02/09/08

Mengembangkan Kreativitas Melalui 'PR'



(Dimuat dalam majalah Educare No.7/IV/Oktober 2007)
Oleh : FX. Gus Setyono

Pekerjaan Rumah (PR) dalam dunia pendidikan formal bukanlah hal asing. Hampir setiap hari anak didik diberikan PR berbentuk penyelesaian soal-soal sehubungan mata pelajaran yang telah disampaikan oleh guru. Tetapi, benarkah ada korelasi antara PR dengan prestasi akademik siswa? Apakah semakin banyak dan seringnya PR dijejalkan akan secara otomatis meningkatkan kemampuan? Mengapa banyak anak justru stress dan malah mengalami demotivasi belajar akibat beratnya beban tugas dan PR?
Bila ditanya tentang tujuan pemberian PR, hampir semua pendidik berkeyakinan kegiatan itu akan bermanfaat untuk meningkatkan pemahaman serta hasil pembelajaran anak didik. Pemberian PR memaksa siswa mengerjakan soal yang berhubungan dengan mata pelajaran yang telah diajarkan. Mereka ‘mau tidak mau’ mesti mengulang dan mengingat materi yang telah diterima. Kondisi tersebut memperkuat keyakinan akan besarnya fungsi PR. Dengan PR, para pendidik--bahkan orang tua murid--melihat hasil proses belajar-mengajar di sekolah lebih optimal dibandingkan kalau tidak diberikan PR.

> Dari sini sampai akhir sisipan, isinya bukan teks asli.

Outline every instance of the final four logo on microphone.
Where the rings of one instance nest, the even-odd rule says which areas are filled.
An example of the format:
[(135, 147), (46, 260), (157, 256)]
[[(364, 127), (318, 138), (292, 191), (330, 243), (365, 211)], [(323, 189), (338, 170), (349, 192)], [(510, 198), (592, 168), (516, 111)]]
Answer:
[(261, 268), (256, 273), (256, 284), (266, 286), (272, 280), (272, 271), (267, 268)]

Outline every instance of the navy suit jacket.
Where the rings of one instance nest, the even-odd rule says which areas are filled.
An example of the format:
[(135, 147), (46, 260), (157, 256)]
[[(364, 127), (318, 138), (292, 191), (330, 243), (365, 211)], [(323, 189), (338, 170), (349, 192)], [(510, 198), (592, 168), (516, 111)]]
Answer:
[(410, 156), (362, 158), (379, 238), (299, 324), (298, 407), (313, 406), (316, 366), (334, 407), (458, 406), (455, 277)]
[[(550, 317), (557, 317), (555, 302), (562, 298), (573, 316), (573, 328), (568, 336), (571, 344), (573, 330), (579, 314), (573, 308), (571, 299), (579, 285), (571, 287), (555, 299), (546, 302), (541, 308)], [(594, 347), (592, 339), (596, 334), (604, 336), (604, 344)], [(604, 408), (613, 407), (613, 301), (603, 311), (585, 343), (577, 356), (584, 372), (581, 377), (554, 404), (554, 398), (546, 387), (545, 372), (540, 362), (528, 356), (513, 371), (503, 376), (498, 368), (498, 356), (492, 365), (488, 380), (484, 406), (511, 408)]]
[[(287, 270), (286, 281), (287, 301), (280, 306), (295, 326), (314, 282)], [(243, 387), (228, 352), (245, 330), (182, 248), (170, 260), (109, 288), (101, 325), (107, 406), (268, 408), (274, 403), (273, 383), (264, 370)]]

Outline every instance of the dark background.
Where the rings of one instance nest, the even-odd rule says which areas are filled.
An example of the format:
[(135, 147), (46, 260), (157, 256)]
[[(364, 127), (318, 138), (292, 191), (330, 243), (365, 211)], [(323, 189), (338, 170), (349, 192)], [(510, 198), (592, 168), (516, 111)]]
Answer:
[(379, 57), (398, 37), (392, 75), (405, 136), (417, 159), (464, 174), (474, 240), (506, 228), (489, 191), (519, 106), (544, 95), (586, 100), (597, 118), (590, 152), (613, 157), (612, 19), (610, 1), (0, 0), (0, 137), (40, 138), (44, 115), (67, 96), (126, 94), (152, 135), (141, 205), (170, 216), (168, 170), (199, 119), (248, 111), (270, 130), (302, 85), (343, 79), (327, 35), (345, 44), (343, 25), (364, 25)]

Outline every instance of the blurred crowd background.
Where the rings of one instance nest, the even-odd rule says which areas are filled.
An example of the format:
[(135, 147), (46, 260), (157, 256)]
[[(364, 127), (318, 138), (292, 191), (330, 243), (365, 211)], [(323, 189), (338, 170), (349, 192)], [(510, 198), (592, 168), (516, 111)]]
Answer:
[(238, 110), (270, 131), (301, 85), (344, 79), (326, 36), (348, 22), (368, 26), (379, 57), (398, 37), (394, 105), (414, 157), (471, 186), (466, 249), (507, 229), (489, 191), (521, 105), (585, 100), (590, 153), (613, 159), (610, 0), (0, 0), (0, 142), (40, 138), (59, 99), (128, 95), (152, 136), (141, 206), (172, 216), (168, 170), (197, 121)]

Tanpa disadari, pemberian PR yang terlalu banyak pada anak bisa menyebabkan depressi atau stress dan kehilangan semangat belajar. Ditambah beban pelajaran berbentuk ujian, tes serta tugas-tugas lain yang memperberat kondisi psikis. Proses belajar yang seharusnya merupakan pengalaman menarik, menyenangkan dan membangkitkan semangat untuk berkembang, malah membebani anak. Mata pelajaran menjadi momok menakutkan. Gairah belajar menurun. Akibatnya prestasi akademik malah jatuh.

Penelitian Mengenai PR
Kondisi tersebut membawa kesimpulan bahwa tidak ada jaminan kalau pemberian PR memacu prestasi akademik. Pemberian PR dan tugas yang overdosis bahkan menurunkan motivasi belajar anak, dus nilai mata pelajaran menjadi buruk. Tidak hanya di Indonesia. Negara-negara lain yang terkenal dengan para pendidik yang suka memberi banyak PR kepada anak didik, ternyata prestasi akademiknya buruk. Contohnya negara Yunani, Thailand dan Iran.
Sementara negara-negara seperti : Jepang dan Denmark, yang guru-gurunya terkenal hanya memberikan sedikit PR, justru menunjukkan prestasi akademik yang tinggi. Hasil penelitian ini disampaikan oleh David Baker dan Gerald Le Tendre, penulis buku National Differences, Global Similarities : World Culture and The Future of Schooling.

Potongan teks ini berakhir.